Group I datasets were disaggregated into clinical registries, clinical administrative databases and population-oriented databases. Group III were disaggregated into adverse event reporting, confidential enquiries, disease-only registers and health surveys.
Databases in group I can be used not only to assess effectiveness but also to assess diffusion and equity. Databases in group II can only assess diffusion. Group III has restricted scope for assessing HTs, except for analysis of adverse events.
For use in costing, databases need to include unit costs or prices. Some databases included unit cost as well as a specific HT.
A long list of around 270 databases was identified at the level of the UK, England and Wales or England (over 1000 including Scotland, Wales and Northern Ireland).
Allocation of these to the above groups identified around 60 databases with some potential for HT assessment, roughly half to group I. Eighteen clinical registers were identified as having the greatest potential although the clinical administrative datasets had potential mainly owing to their inclusion of a wide range of technologies. Only two databases were identified that could be directly used in costing.
The review of the potential capture of HTs prioritised by the UK’s NHS R&D HTA programme showed that only 10% would be captured in these databases, mainly drugs prescribed in primary care.
The review of the use of routine databases in any form of HT assessment indicated that clinical registers were mainly used for national comparative audit. Some databases have only been used in annual reports, usually time trend analysis. A few peer-reviewed papers used a clinical register to assess the effectiveness of a technology, particularly those with relatively simple outcomes (conceptions from in vitro fertilisation or graft failure in organ transplants). The authorship of such studies suggests that accessibility is a barrier to using most databases.
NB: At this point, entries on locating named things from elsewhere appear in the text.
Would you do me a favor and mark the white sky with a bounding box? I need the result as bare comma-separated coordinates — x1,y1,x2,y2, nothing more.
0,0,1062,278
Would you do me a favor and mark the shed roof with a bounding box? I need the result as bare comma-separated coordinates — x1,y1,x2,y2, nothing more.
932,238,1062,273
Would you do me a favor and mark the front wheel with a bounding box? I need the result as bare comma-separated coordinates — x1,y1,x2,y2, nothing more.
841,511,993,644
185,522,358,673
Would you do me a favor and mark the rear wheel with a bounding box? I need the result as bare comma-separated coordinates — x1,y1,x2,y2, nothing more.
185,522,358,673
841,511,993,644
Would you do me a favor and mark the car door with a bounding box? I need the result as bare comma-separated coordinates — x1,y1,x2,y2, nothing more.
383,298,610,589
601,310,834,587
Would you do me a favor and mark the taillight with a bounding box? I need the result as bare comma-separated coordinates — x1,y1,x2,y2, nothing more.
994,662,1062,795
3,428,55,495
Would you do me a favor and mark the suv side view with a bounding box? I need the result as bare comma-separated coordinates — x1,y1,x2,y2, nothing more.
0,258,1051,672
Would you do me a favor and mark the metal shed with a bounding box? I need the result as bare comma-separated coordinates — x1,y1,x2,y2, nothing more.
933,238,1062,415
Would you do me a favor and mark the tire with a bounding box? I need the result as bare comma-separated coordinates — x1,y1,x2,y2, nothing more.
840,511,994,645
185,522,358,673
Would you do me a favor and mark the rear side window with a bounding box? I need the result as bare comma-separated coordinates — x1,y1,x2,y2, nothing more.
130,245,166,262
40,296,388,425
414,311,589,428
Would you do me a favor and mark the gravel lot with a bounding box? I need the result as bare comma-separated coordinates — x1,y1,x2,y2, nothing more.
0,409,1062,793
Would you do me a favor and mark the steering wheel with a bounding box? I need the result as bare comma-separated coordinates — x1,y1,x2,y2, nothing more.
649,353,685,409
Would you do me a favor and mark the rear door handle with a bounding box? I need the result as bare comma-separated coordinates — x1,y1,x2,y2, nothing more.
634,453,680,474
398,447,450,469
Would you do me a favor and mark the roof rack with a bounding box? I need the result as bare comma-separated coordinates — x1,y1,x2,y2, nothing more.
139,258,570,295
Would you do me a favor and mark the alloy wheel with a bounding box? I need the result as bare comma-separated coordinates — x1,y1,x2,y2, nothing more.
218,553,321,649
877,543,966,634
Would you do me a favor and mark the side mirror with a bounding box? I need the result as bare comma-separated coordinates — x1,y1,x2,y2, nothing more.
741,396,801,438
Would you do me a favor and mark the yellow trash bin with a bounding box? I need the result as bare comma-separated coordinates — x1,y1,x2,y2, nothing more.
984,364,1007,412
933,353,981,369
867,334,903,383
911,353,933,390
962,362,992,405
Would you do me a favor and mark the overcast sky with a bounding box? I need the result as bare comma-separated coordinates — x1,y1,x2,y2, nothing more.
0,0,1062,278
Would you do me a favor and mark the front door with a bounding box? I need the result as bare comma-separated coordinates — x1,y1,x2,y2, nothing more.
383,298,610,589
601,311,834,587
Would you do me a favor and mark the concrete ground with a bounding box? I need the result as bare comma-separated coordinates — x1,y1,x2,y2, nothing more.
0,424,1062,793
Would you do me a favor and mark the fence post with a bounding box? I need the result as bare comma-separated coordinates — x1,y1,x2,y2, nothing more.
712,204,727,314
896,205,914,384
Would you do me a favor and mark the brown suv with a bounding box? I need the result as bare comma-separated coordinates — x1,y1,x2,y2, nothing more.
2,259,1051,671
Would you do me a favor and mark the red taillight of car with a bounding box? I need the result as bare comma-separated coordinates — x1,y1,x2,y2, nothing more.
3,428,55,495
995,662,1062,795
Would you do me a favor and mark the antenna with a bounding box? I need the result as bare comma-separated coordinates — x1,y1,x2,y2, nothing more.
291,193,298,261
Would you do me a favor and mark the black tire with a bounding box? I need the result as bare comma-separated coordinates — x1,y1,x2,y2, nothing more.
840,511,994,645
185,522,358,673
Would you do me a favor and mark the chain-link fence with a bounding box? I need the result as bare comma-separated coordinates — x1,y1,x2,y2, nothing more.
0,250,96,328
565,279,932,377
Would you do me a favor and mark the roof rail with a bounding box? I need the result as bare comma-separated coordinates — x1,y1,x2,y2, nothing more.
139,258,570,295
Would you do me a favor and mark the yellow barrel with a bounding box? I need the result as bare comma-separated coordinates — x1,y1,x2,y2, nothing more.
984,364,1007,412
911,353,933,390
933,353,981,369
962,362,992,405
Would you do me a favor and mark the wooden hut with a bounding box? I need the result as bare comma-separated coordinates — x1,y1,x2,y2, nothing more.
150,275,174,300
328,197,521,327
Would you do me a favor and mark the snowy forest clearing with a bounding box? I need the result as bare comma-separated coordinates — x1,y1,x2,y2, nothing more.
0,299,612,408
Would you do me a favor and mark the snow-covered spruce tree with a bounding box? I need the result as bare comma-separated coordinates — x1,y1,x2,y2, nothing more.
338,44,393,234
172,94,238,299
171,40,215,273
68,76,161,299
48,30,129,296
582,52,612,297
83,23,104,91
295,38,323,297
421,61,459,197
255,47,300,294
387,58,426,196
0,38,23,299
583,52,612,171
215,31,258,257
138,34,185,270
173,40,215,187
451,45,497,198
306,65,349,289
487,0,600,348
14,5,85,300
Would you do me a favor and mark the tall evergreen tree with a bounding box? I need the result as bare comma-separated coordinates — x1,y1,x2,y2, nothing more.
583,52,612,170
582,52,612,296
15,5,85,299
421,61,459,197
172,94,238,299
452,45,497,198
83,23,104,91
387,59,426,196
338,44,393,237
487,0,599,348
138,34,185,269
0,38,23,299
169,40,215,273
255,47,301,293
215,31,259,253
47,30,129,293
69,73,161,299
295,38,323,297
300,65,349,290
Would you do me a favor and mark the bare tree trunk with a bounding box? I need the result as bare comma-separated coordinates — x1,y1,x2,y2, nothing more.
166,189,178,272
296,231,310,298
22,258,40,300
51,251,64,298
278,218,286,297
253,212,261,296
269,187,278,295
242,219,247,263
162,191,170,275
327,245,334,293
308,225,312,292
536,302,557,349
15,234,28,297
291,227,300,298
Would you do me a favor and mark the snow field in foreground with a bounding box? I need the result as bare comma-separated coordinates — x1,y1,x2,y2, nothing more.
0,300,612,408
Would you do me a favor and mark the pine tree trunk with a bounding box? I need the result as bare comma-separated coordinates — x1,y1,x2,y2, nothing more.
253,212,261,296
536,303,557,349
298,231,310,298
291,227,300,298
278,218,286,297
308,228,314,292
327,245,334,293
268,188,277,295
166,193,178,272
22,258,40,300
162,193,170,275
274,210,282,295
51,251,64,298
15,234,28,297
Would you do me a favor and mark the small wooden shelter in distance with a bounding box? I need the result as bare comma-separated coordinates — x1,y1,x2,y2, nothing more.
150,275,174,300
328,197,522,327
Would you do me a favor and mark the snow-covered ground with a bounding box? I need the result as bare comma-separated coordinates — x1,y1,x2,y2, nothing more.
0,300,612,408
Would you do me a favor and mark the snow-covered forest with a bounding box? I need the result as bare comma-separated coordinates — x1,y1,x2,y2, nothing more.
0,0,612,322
Clinical administrative databases (group Ib) have been mainly used to build population needs indices and performance indicators.
A review of the validity of used databases showed that although internal consistency checks were common, relatively few had any form of external audit. Some comparative audit databases have data scrutinised by participating units. Issues around coverage and coding have, in general, received little attention.
NHS funding of databases has been mainly for ‘Central Returns’ for management purposes, which excludes those databases with the greatest potential for HT assessment. Funding for these was various, but some are unfunded, relying on goodwill. The estimated total cost of databases in group I plus selected databases from groups II and III has been estimated at £50 million or around 0.1% of annual NHS spend. A few databases with limited potential for health technology assessment account for the bulk of spending.
Conclusions and recommendations for further research
Proposals for policy include clarification of responsibility for the strategic development of databases, improved resourcing, and issues around coding, confidentiality, ownership and access, maintenance of clinical support, optimal use of information technology, filling gaps and remedying deficiencies.
Recommendations for researchers include closer policy links between routine data and R&D, and selective investment in the more promising databases. Recommended research topics include optimal capture and coding of the range of HTs, international comparisons of the role, funding and use of routine data in healthcare systems and use of routine databases in trials and in modelling. Independent evaluations are recommended for information strategies (such as those around the NSFs and various collaborations) and for electronic patient and health records.